In January 2023 I started a conversations project during my residency at Applecart Arts. I sit down and have a conversation of approximately one hour with someone I am interested to have a conversation with. Whilst there might be particular things I am interested in, I don’t have questions planned in advance and what happens is organic. Whilst we talk, I paint. What I share here is the painted/drawn outcome of the conversation. Afterwards, I write up my reflections which come from the conversation. Then, they go into my gallery of conversations, which you have found yourself in here…
When we spoke, Clement Mawby was currently nearing the end of completing a PhD in quantum mechanics – particularly focusing on connecting physics and philosophy. He lives locally to Applecart. He was the first person to get in contact with me after seeing a sign I’d painted and put up in the cafe, inviting people to have a chat with me. I was so pleased to receive his email.
As I walked to meet Clem, I finished listening to a podcast about awe and links to the polyvagal theory. The guest on the show, Dachner Keltner, was describing how he has categorised eight different “wonders of life” which activate awe in humans; moral beauty, collective effervescence, nature, music, visual design, spiritual and religious, stories of life and death and epiphanies. Basically, the idea is that awe activates the part of the nervous system which helps us in connection and regulation – the ventral vagal. The podcast host and guest talked through different ways we can encounter awe in our lives and how it could benefit our lives, as more connected individuals.
So, with all of this on my mind, I went into the conversation with Clem and learnt that he is a scientist. I told him about the only relevant information I have about physics; 1) that my partner, Joel, studied it and I remember he got 93% on his quantum physics exam at uni, and 2) a recent conversation between Joel and my colleague and friend Madelanne, who had some questions about quantum physics for her book which she asked him about. Other than that I have little to no concept about what it is or what it means. Physics was one of my worst subjects at school.
Clem and I talked about how we would like our contributions to be, to the world. I currently have a question of how to enable the type of creativity I want and have enough security (in terms of things like bills, home, food) so that I don’t have to spend all my time thinking about that and the art becomes a desperate way to try and make ends meet. It feels weird writing that, I’ve never described it quite that honestly before, probably because it makes me aware of the privilege I have to even say it. He recognised some of this in his own quandaries and thinking, particularly in terms of academia.
He talked about how so much of his work is focused on tiny tiny things and how that can seem so far removed from the burning issues which are going on around us. At the same time, Clem said he felt that the tiny parts that he is studying and thinking about in his studies of quantum physics connect to everything that exist in our world. I found this fascinating, how we can be studying everything all at once and simultaneously feel disconnected from what is important. In his work, he would like to make these kinds of concepts more accessible to more people.

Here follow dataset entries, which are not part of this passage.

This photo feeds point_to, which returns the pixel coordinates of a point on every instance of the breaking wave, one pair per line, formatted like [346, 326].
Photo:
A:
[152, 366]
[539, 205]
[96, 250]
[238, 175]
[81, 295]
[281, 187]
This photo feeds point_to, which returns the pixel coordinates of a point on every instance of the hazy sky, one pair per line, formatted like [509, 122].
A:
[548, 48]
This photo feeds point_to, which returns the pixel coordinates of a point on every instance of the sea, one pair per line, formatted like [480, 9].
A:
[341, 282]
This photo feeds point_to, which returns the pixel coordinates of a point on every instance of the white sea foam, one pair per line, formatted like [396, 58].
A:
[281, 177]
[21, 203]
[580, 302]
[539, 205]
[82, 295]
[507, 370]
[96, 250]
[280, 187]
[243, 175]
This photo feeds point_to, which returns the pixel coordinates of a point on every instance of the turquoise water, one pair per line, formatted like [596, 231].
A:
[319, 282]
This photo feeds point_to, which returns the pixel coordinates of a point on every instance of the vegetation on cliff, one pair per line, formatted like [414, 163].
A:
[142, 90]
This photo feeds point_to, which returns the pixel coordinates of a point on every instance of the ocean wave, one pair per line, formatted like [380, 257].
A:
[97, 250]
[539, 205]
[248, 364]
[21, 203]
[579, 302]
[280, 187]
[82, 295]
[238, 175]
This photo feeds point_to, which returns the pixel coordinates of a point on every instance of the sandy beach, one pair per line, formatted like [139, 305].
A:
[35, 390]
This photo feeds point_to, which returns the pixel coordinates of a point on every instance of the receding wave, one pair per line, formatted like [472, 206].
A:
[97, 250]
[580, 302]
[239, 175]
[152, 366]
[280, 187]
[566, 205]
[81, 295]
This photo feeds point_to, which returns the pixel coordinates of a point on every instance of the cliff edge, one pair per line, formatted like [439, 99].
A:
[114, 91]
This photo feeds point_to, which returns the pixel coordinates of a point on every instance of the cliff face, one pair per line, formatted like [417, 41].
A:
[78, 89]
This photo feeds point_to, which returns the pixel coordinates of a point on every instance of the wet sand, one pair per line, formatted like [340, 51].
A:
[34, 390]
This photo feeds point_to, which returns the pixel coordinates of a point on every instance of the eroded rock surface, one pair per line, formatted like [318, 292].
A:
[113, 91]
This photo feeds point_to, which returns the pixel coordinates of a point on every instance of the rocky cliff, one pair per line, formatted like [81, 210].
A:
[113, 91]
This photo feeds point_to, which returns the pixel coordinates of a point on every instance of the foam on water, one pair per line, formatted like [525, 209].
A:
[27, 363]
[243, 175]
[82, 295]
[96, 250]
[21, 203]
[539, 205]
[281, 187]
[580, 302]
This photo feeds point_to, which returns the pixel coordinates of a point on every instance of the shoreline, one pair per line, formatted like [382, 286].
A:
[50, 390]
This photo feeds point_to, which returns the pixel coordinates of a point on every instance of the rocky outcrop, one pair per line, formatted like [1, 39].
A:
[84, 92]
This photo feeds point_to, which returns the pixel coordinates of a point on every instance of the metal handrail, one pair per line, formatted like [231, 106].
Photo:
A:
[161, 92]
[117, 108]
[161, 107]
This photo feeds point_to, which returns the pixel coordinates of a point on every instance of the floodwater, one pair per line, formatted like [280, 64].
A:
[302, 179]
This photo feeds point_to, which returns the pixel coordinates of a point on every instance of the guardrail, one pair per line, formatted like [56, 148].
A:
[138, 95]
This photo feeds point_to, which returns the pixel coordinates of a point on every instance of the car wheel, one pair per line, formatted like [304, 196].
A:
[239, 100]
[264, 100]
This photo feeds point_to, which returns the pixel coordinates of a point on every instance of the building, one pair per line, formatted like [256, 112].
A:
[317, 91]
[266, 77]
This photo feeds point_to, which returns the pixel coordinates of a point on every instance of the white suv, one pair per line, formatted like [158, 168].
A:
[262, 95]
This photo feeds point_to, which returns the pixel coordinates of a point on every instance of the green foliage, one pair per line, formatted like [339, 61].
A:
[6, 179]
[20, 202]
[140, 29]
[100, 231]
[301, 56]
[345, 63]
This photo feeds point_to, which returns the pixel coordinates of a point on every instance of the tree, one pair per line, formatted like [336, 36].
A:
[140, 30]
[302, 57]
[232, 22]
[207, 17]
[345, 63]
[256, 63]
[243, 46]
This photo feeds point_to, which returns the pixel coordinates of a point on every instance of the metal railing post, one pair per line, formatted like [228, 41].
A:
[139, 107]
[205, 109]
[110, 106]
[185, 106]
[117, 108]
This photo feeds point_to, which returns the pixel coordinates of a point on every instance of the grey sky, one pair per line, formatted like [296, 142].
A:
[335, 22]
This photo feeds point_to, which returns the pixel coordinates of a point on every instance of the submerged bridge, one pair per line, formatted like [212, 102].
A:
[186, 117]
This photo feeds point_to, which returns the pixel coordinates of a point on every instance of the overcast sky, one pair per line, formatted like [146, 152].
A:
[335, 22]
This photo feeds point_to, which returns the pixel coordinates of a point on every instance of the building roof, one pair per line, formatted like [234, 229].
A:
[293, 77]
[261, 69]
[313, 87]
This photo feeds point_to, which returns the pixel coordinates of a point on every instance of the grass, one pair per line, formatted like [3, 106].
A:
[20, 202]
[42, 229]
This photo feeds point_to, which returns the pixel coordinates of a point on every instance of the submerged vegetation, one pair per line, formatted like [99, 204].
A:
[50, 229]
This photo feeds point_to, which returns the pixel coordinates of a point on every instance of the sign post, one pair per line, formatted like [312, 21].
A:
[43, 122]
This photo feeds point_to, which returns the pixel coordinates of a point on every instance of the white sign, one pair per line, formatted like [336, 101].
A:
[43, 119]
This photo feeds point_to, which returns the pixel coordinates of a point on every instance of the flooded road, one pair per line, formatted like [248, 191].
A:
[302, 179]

He also told me about something called Indra’s net. He described it to me as a Vedic metaphor, about an infinite net, which has a droplet of water or jewel at each vertex, so in each drop you can see every other drop on this infinite net. The idea is that it shows the interconnectedness of absolutely everything. I can’t remember if Clem described it as a spiders web, but that is definitely what I pictured when he described it. A little after this, he looked upwards and pointed out a huge spider web on the ceiling. I have been in there many many times over the past months and hadn’t looked up there before. I liked it.

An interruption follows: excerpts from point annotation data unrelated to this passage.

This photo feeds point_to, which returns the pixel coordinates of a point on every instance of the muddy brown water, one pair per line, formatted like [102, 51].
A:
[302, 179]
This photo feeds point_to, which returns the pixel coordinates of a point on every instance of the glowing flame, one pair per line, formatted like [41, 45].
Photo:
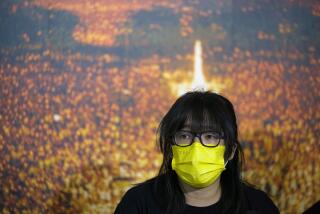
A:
[199, 81]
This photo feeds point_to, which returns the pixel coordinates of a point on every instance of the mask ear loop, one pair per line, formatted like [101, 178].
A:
[234, 150]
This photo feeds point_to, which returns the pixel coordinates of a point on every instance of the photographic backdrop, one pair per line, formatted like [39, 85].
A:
[85, 83]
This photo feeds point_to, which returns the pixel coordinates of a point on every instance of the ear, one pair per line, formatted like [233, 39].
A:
[234, 149]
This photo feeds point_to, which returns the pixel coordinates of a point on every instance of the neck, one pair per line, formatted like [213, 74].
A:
[202, 197]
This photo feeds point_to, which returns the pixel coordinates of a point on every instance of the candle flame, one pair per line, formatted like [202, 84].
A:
[199, 82]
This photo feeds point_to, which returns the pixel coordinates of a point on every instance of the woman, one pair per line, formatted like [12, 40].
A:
[201, 167]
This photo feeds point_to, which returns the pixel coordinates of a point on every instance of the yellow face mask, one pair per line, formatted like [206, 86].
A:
[197, 165]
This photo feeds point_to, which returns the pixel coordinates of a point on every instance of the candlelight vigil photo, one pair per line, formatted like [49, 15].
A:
[160, 107]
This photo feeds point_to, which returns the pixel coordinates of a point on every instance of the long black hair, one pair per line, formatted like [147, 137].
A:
[200, 110]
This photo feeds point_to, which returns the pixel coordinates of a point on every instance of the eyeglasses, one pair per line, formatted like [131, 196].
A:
[208, 139]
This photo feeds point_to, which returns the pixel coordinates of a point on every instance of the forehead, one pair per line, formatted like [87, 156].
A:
[201, 122]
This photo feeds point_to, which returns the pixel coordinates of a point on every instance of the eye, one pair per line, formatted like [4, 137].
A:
[211, 136]
[183, 135]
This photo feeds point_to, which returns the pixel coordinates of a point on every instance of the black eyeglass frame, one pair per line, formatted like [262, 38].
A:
[198, 135]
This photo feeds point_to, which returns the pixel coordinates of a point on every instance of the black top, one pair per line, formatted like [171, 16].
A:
[140, 200]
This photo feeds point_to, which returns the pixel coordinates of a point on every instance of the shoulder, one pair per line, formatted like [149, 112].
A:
[259, 201]
[138, 199]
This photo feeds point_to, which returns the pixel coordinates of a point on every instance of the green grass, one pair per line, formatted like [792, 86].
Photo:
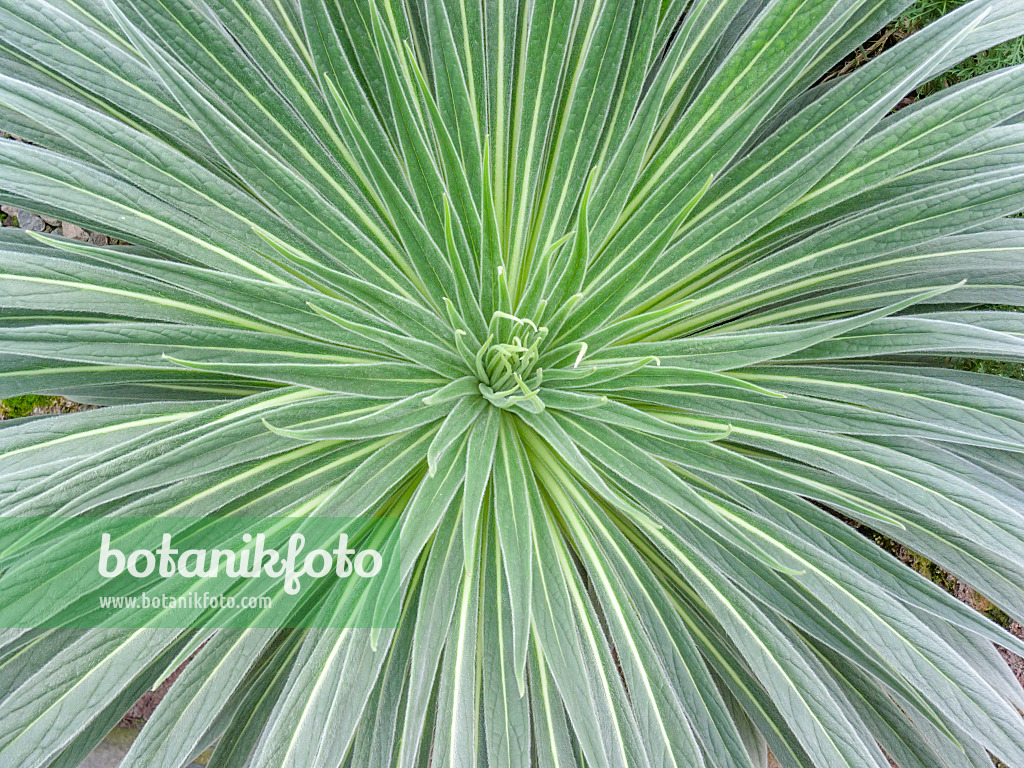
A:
[14, 408]
[924, 12]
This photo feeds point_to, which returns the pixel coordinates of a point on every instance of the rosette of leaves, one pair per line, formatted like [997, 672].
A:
[622, 309]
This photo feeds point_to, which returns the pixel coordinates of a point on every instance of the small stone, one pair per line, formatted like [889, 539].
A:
[74, 231]
[30, 221]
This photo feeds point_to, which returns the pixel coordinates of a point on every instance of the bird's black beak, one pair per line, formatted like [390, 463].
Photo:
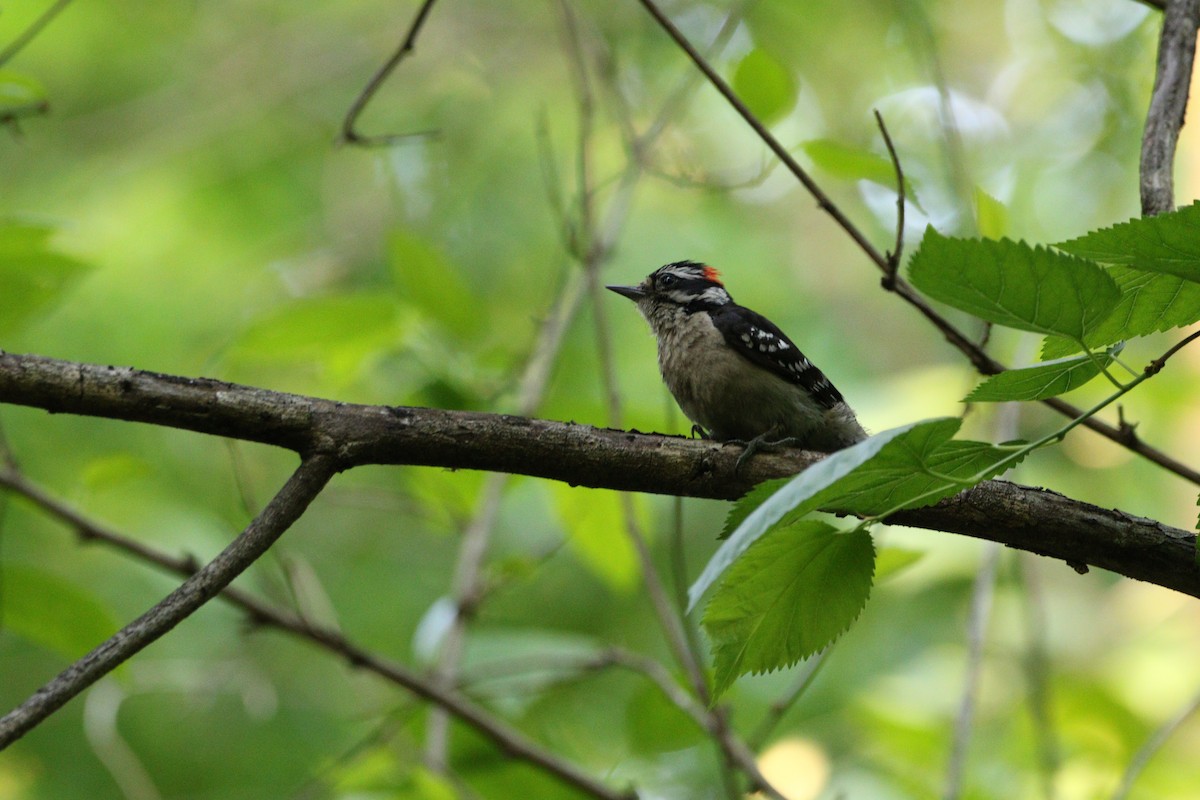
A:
[633, 293]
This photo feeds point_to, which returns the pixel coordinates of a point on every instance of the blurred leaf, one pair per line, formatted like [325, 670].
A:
[53, 612]
[1168, 242]
[597, 527]
[1041, 380]
[790, 595]
[107, 471]
[749, 501]
[907, 467]
[339, 332]
[33, 276]
[1011, 283]
[427, 280]
[855, 164]
[893, 560]
[1150, 302]
[991, 215]
[916, 470]
[19, 95]
[798, 495]
[654, 725]
[765, 85]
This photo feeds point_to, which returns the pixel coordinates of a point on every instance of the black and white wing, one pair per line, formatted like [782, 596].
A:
[759, 340]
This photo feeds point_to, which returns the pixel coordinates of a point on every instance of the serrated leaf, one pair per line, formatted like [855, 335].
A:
[893, 560]
[1168, 242]
[1150, 302]
[796, 497]
[745, 505]
[915, 471]
[1014, 284]
[1042, 380]
[33, 277]
[789, 596]
[53, 612]
[909, 467]
[765, 85]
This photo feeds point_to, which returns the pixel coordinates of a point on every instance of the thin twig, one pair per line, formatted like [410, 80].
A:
[1168, 103]
[894, 257]
[1036, 663]
[467, 588]
[977, 626]
[280, 513]
[508, 739]
[780, 151]
[778, 709]
[35, 28]
[983, 362]
[349, 134]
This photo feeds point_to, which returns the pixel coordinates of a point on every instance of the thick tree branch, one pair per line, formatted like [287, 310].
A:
[1032, 519]
[508, 739]
[1168, 102]
[279, 515]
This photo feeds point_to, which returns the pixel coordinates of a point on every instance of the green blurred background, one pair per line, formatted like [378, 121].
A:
[189, 167]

We also talked about the importance of community and how that can feel difficult in London when we might not find it easy to put down roots. In his life, this can be because of the fragility of academic positions. We also talked about an idea from the podcast on awe, which I probably explained badly but I can try and improve on now. The idea being that in our increasingly-individualised Western way of thinking, moments of awe and wonder can help us connect outside of ourselves and the boundaries become fuzzier of what is “me” and what is everything else. In this way, looking at a beautiful cloud or watching a cat or listening to a piece of music can help us connect to others and even community, if we’re up for thinking of community differently. Clem reminded me of this again when he described not feeling very part of our community in some ways, but in other ways he does through the trees and the crows. I particularly loved the crow reference as I regularly feed the crows on Wanstead flats and I believe they have started to recognise me.
I really enjoyed talking with Clem. I don’t know if I’ve ever met a complete stranger before (bar a couple of emails) and had such a wide-ranging conversation which felt comfortable. I felt a bit like I had the bouncing brain mode which I described in my conversation with Ben Murphie – my favourite improvising mind – but quite a relaxed, slow bounce.
A quote about Indra’s net:
“There hang the jewels, glittering “like” stars in the first magnitude, a wonderful sight to behold. If we now arbitrarily select one of these jewels for inspection and look closely at it, we will discover that in its polished surface there are reflected all the other jewels in the net, infinite in number. Not only that, but each of the jewels reflected in this one jewel is also reflecting all the other jewels, so that there is an infinite reflecting process occurring.”